Un pot en hypertufa fabriqué à la main n’est jamais vraiment achevé lorsqu’il quitte l’atelier. La lumière du soleil, la pluie, le gel, la mousse et le lichen poursuivent leur œuvre bien après que l’artisan a posé ses outils. Cette réflexion explore pourquoi le temps n’est pas l’ennemi de l’artisanat, mais son ultime collaborateur — et pourquoi la plus belle partie d’un pot de jardin fait main est souvent celle que seules les années qui passent peuvent créer.

***

Ce que le temps donne, que des mains qui n'ont jamais pu

Quand je termine un pot en hypertufa, j'ai souvent l'impression qu'il n'est pas vraiment fini.

C'est solide. La forme est là. La texture est là. J'ai passé des heures à mélanger, modeler, lisser et façonner cette matière pour en faire quelque chose qui me semble juste.

Et pourtant, il manque encore quelque chose.

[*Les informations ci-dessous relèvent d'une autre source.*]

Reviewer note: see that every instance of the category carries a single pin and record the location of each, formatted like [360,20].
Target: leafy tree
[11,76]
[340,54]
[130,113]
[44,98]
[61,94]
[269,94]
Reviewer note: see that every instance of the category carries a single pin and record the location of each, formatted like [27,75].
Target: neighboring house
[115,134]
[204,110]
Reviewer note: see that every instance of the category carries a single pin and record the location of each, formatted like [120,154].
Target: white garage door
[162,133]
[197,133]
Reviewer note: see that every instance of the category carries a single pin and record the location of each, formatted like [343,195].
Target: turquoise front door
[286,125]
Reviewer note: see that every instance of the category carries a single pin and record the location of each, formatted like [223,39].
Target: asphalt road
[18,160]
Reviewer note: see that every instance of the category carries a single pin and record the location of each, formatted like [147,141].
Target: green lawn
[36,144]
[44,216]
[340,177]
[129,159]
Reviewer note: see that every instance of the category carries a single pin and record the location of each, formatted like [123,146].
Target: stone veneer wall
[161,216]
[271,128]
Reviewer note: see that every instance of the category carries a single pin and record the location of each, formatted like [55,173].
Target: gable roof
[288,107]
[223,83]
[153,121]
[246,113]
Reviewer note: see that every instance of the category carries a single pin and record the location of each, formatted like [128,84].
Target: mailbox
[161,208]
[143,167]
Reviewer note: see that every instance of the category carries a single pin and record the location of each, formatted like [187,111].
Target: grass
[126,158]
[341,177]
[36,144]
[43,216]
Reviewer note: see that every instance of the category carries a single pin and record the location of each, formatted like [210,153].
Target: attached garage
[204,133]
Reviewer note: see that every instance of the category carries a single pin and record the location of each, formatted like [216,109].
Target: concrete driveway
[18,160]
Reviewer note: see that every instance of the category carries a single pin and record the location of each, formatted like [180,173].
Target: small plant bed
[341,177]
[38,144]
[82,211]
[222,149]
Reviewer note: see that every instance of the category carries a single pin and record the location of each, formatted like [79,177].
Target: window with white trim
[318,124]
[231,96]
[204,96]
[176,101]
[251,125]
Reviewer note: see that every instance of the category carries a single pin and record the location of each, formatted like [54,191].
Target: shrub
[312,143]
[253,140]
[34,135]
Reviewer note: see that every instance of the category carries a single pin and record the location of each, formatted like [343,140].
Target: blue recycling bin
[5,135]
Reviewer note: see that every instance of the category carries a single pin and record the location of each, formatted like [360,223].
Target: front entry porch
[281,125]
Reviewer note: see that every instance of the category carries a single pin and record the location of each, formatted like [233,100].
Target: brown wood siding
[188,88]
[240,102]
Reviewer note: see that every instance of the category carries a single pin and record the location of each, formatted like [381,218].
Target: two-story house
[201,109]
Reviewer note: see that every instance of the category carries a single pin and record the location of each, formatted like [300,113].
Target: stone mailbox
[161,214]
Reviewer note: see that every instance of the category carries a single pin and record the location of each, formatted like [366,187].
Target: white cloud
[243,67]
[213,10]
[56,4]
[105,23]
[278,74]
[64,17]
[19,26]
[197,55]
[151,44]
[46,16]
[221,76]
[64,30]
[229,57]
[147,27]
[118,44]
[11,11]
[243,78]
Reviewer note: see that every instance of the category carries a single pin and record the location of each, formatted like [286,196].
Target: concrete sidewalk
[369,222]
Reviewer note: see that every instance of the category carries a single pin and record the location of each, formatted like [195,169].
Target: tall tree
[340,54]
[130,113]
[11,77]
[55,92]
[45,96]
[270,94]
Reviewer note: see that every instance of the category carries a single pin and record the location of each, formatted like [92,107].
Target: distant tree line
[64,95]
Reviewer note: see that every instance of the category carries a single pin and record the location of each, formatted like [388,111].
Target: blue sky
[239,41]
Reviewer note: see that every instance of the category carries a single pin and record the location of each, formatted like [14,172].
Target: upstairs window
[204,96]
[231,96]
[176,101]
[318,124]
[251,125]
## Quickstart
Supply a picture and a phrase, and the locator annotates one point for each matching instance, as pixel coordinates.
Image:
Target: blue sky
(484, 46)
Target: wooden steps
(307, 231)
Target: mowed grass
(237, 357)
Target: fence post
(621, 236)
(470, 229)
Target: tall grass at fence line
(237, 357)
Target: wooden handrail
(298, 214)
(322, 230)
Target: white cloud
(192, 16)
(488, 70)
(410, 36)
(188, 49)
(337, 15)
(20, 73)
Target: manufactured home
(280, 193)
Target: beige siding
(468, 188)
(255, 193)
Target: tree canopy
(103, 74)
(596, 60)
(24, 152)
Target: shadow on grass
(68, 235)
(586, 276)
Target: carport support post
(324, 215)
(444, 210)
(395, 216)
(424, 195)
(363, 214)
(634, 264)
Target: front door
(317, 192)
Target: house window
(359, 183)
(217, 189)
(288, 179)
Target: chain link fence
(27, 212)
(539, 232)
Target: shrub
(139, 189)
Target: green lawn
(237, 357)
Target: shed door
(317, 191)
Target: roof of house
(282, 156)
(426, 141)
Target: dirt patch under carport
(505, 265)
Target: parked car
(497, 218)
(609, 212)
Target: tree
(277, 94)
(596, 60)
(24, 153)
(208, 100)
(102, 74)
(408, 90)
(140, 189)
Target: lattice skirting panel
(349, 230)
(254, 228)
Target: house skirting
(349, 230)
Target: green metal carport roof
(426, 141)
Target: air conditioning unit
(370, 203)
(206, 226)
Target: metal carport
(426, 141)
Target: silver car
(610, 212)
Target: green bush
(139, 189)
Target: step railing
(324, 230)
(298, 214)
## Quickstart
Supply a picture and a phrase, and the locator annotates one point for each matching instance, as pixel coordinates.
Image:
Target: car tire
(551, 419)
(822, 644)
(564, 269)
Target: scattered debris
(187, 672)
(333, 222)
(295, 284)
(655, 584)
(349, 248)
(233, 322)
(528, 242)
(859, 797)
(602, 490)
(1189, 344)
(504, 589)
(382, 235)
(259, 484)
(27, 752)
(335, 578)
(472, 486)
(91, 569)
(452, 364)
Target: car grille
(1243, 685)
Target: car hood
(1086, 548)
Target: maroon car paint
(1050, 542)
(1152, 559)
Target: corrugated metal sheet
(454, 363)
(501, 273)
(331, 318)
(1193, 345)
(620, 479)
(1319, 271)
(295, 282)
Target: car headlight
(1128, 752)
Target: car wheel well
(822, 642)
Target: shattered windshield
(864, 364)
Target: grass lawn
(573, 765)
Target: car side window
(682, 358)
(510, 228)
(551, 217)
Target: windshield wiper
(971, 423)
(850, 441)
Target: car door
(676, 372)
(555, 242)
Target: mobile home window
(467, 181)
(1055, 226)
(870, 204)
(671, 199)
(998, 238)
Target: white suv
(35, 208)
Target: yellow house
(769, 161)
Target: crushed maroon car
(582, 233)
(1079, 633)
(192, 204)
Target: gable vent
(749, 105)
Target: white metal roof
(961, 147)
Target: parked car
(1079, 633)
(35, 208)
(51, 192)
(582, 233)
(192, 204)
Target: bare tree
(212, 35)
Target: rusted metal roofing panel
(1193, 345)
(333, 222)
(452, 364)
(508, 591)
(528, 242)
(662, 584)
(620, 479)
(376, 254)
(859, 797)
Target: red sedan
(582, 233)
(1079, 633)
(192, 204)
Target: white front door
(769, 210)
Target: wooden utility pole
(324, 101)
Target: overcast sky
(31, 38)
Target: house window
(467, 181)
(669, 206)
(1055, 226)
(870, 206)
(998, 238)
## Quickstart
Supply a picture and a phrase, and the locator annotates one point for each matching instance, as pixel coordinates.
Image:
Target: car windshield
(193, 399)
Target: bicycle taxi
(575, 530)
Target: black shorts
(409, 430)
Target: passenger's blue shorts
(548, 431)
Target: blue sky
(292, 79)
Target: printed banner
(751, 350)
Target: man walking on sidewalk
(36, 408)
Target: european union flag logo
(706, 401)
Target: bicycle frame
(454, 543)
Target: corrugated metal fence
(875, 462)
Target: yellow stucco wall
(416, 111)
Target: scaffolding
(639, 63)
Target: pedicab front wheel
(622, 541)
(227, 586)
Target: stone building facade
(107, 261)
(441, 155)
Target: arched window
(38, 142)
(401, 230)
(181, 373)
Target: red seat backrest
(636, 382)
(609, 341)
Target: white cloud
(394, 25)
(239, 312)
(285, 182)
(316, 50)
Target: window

Pendant longtemps, j'ai cru que mon rôle consistait à soigner chaque détail. Plus de texture. Plus de profondeur. Plus de caractère. Je voulais que chaque pot soit parfait le jour où il quittait mon atelier.

Au fil des années, j'ai pris conscience que certaines choses ne m'appartiennent tout simplement pas.

Je sais fabriquer un pot.

Je ne peux pas trouver le temps.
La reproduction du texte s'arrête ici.